RICHMOND, Va. — Now
we feel safe and comfortable. We can not be flanked. Mr. Preston met us at
Warrenton. Mr. Chesnut doubtless had too many spies to receive from Washington,
galloping in with the exact numbers of the enemy done up in their back hair.
Wade Hampton is
here; Doctor Nott also — Nott and Glyddon known to fame. Everybody is here, en
route for the army, or staying for the meeting of Congress.
Lamar is out on
crutches. His father-in-law, once known only as the humorist Longstreet,1
author of Georgia Scenes, now a staid Methodist, who has outgrown the follies
of his youth, bore him off to-day. They say Judge Longstreet has lost the keen
sense of fun that illuminated his life in days of yore. Mrs. Lamar and her
daughter were here.
The President met
us cordially, but he laughed at our sudden retreat, with baggage lost, etc. He
tried to keep us from going; said it was a dangerous experiment. Dare say he
knows more about the situation of things than he chooses to tell us.
To-day in the
drawing-room, saw a vivandiรจre in
the flesh. She was in the uniform of her regiment, but wore Turkish pantaloons.
She frisked about in her hat and feathers; did not uncover her head as a man
would have done; played the piano; and sang war-songs. She had no drum, but she
gave us rataplan. She was followed at every step by a mob of admiring soldiers
and boys.
Yesterday, as we
left the cars, we had a glimpse of war. It was the saddest sight: the memory of
it is hard to shake off — sick soldiers, not wounded ones. There were quite two
hundred (they said) lying about as best they might on the platform. Robert
Barnwell2 was there doing all he could. Their pale, ghastly faces!
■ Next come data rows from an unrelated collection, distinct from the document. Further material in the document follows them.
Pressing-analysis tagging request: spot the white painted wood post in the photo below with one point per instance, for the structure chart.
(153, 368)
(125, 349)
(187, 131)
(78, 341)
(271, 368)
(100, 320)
So here is one of the horrors of war we had not reckoned on. There were many
good men and women with Robert Barnwell, rendering all the service possible in
the circumstances.
Just now I happened
to look up and saw Mr. Chesnut with a smile on his face watching me from the
passageway. I flew across the room, and as I got half-way saw Mrs. Davis touch
him on the shoulder. She said he was to go at once into Mr. Davis's room, where
General Lee and General Cooper were. After he left us, Mrs. Davis told me
General Beauregard had sent Mr. Chesnut here on some army business.
_______________
1 Augustus Baldwin Longstreet had great
distinction in the South as a lawyer, clergyman, teacher, journalist, and
author, and was successively president of five different colleges. His Georgia
Scenes, a series of humorous papers, enjoyed great popularity for many years.
2 Rev. Robert Barnwell, nephew of Hon. Robert
Barnwell, established in Richmond a hospital for South Carolinians.